Novel organization of genes in a phthalate degradation operon of Mycobacterium vanbaalenii PYR-1

1 Division of Microbiology, National Center for Toxicological Research, US Food and Drug Administration, Jefferson, AR 72079, USA 2 Institute of Molecular Biology, Slovak Academy of Sciences, 845 51 Bratislava, Slovakia Correspondence Ashraf A. Khan Ashraf{at}nctr.fda.gov Mycobacterium vanbaalenii PYR-1 is capable of degrading polycyclic aromatic hydrocarbons (PAHs) to ring cleavage metabolites. This study identified and characterized a putative phthalate degradation operon in the M. vanbaalenii PYR-1 genome. A putative regulatory protein ( phtR ) was encoded divergently with five tandem genes: phthalate dioxygenase large subunit ( phtAa ), small subunit ( phtAb ), phthalate dihydrodiol dehydrogenase ( phtB ), phthalate dioxygenase ferredoxin subunit ( phtAc ) and phthalate dioxygenase ferredoxin reductase ( phtAd ). A 6·7 kb Eco RI fragment containing these genes was cloned into Escherichia coli and converted phthalate to 3,4-dihydroxyphthalate. Homologues to the operon region were detected in a number of PAH-degrading Mycobacterium spp. isolated from various geographical locations. The operon differs from those of other Gram-positive bacteria in both the placement and orientation of the regulatory gene.

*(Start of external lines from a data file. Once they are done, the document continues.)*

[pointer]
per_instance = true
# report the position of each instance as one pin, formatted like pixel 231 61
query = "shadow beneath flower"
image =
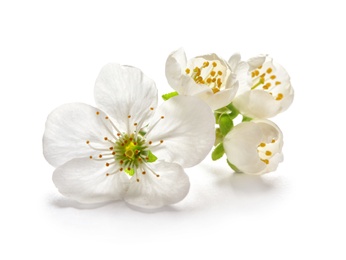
pixel 150 211
pixel 250 184
pixel 62 202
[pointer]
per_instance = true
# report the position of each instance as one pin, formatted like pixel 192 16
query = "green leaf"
pixel 218 152
pixel 246 119
pixel 169 95
pixel 226 124
pixel 130 172
pixel 234 168
pixel 151 157
pixel 234 112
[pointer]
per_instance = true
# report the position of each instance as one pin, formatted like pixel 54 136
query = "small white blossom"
pixel 208 77
pixel 127 148
pixel 264 89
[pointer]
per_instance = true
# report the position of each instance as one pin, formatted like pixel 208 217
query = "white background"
pixel 51 53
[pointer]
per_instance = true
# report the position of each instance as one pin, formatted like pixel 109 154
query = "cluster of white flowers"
pixel 128 148
pixel 256 90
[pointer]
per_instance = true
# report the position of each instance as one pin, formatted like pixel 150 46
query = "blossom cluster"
pixel 129 148
pixel 248 91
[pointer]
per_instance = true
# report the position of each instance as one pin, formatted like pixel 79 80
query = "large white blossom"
pixel 264 88
pixel 208 77
pixel 126 148
pixel 254 147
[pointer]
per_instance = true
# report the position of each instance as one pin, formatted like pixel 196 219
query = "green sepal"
pixel 234 112
pixel 218 152
pixel 218 136
pixel 169 95
pixel 246 119
pixel 130 172
pixel 151 157
pixel 234 168
pixel 226 124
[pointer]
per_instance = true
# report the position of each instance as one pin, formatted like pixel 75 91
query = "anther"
pixel 266 161
pixel 268 153
pixel 280 96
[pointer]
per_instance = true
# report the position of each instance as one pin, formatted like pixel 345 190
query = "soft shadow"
pixel 248 184
pixel 62 202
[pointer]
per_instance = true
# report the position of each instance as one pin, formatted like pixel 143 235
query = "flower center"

In addition, the M. vanbaalenii PYR-1 pht operon contains no decarboxylase gene and none was identified within a 37 kb region containing the operon. This study is the first report of a phthalate degradation operon in Mycobacterium spp. Abbreviations: PAH, polycyclic aromatic hydrocarbon; PFGE, pulsed field gel electrophoresis; TMS, trimethylchlorosilane The GenBank/EMBL/DDBJ accession numbers for the sequences reported in this paper are AY365117 ( M. vanbaalenii PYR-1 pht operon region), AY372761 and AY372763 ( Mycobacterium sp. PAH2.135 phtAa and phtB PCR products, respectively), and AY372762 and AY372764 ( M. flavescens PYR-GCK phtAa and phtB PCR products, respectively).